Le formalisme du désistement accepté
La décision rappelle les conditions de validité d’un désistement d’instance. Le demandeur exerce une prérogative offerte par le code de procédure civile. « conformément aux dispositions de l’article 394 et suivants du code de procédure civile, se désiste de son instance » (PAR CES MOTIFS). Cette volonté doit ensuite être acceptée par la partie adverse pour être parfaite. Le tribunal constate l’absence d’opposition du défendeur. « Constate que la SAS Pep’s Event Communication ne s’est pas opposée et n’a fait connaître aucune observation particulière » (PAR CES MOTIFS). Cette passivité vaut acceptation et rend le désistement effectif.
La portée de cette analyse est de sécuriser la fin amiable des litiges. Elle souligne que le défendeur dispose d’un droit de veto sur le désistement. Son silence, interprété comme une acceptation, permet d’éviter une procédure inutile. Cette solution est conforme à la jurisprudence établie sur le sujet. « le désistement n’est parfait que par l’acceptation du défendeur » (Tribunal judiciaire de Boulogne-sur-Mer, le 4 février 2025, n°23/00187). Elle assure ainsi une stabilité procédurale en conditionnant la fin de l’instance à l’accord des deux parties.

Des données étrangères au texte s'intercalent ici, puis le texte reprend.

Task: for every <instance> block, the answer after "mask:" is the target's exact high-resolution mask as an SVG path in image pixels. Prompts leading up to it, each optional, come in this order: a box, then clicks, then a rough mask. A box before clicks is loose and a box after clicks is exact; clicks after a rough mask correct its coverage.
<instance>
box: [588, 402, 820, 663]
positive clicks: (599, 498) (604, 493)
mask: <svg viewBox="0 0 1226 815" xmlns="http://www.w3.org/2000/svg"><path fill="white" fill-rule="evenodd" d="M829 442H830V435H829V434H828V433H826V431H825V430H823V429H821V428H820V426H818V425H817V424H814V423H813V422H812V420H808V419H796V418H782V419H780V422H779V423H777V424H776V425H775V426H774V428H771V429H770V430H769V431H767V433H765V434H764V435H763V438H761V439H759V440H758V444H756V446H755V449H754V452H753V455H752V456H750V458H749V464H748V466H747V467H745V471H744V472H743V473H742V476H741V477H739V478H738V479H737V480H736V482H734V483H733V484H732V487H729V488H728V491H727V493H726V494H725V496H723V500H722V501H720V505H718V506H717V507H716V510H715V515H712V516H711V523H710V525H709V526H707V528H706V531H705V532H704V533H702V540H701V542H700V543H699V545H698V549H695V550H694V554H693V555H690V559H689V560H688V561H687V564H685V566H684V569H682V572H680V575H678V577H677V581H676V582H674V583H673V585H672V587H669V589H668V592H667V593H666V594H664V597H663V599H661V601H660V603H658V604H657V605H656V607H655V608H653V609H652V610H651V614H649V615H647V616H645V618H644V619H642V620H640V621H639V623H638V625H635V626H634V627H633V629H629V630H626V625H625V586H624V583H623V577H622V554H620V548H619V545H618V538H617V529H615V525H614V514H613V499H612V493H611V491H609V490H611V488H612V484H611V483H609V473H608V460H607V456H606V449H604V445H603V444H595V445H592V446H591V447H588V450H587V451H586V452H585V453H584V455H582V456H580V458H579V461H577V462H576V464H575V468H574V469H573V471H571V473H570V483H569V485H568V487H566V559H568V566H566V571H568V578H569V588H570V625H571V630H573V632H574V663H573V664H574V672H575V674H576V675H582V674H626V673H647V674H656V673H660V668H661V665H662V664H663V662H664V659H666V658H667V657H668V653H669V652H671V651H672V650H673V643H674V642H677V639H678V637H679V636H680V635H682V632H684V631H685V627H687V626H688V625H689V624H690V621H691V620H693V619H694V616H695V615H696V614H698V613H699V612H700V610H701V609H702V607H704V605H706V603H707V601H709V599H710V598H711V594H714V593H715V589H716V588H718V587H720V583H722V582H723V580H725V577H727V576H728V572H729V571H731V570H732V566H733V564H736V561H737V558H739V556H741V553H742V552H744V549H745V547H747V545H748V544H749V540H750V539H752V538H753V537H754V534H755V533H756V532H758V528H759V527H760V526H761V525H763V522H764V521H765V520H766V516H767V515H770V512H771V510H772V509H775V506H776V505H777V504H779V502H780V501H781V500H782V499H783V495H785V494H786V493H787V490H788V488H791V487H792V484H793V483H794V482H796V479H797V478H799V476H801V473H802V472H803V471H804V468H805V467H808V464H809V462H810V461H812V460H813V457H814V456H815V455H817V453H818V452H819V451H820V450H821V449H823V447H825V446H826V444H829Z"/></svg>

Les conséquences financières de l’extinction
Le jugement précise les effets du désistement sur la charge des frais de justice. Constatant l’extinction de l’instance, le tribunal se dessaisit du dossier. Il applique ensuite la règle de droit commun relative aux dépens. « Dit que l’Association Congés Intempéries BTP – Caisse de l’Ile de France supportera les dépens » (PAR CES MOTIFS). Cette décision s’appuie expressément sur le texte légal prévu pour cette situation. Elle mentionne une exception possible par convention contraire des parties.
La valeur de cette disposition est d’inciter à la prudence dans l’engagement procédural. Elle rappelle que l’initiative de mettre fin à l’instance a un coût. Le principe est clair : la partie qui se désiste supporte les frais engagés. Cette règle trouve son fondement dans l’article 399 du code de procédure civile. « Le désistement emporte, sauf convention contraire, soumission de payer les frais de l’instance éteinte » (Tribunal judiciaire de Marseille, le 5 janvier 2026, n°24/05823). Elle constitue une application stricte et prévisible du droit, favorisant la clarté des fins de non-lieu.